Overseas clients in particular may appreciate a brief explanation of the difference between barristers and solicitors. A description of the traditional roles of the two branches is a good starting point to understanding how the Bar can serve not only solicitors but also American and foreign lawyers, as well as accountants and other intermediaries in the modern world.
Most people are aware of barristers’ role as trial lawyers. The other traditional role of the barrister is in giving expert opinions on specific areas of law. The Bar is a resource both for small firms of solicitors and for large City firms who need highly specialised advice.
A key element of the success of the traditional relationship between barristers and solicitors has been that practice at the Bar is a “referral profession” – this means that traditionally, whether for courtroom advocacy or expert advice, a barrister is approached by a solicitor (the “professional client”) to act on behalf of the solicitor’s underlying client (the “lay client”). The lay client, who could not instruct (i.e., engage) a barrister directly, remains the solicitor’s client throughout. Because a barrister’s engagement is case specific, he does not compete for business with his professional clients.
Many traditional rules have been relaxed in recent years, and barristers registered for “Public Access” can accept instructions directly from lay clients, although some restrictions remain on who may instruct barristers and for what activities. The Bar’s Written Standards for the Conduct of Professional Work states that:-
“The work which is within the ordinary scope of a barrister’s practice consists of advocacy, drafting pleadings and other legal documents and advising on questions of law. A barrister acts only on the instructions of a professional client, and does not carry out any work by way of the management, administration or general conduct of a lay client’s affairs, nor the management, administration or general conduct of litigation nor the receipt or handling of clients’ money”.
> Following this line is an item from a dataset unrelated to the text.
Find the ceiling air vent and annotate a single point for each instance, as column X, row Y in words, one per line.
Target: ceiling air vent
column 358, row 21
Where a foreign lawyer instructs a barrister on behalf of a lay client, for example, he may do so knowing that his relationship with his lay client remains intact. Also, even though in many cases an individual or corporate client resident abroad may seek advice directly from a barrister, because the barrister may not conduct the lay client’s affairs, the client still has reason to retain other lawyers and intermediaries.
Another important distinction is that barristers in England & Wales do not practise in partnership and may not share their profits, and Three Stone, like all barristers’ chambers, is not a legal entity. When a client instructs a barrister, the engagement is of the individual barrister, who is solely responsible for the work.
In addition to its members, a barristers’ chambers may have “door tenants” who are based elsewhere and work from premises outside the chambers themselves.
Three Stone, like all English barristers’ chambers, is not a legal entity, and has no corporate or collective legal identity of any kind. All barristers practising from chambers are self-employed individuals in independent private practice. By their professional Code of Conduct, barristers are prohibited from practising in partnership, sharing profits or engaging in a joint professional venture.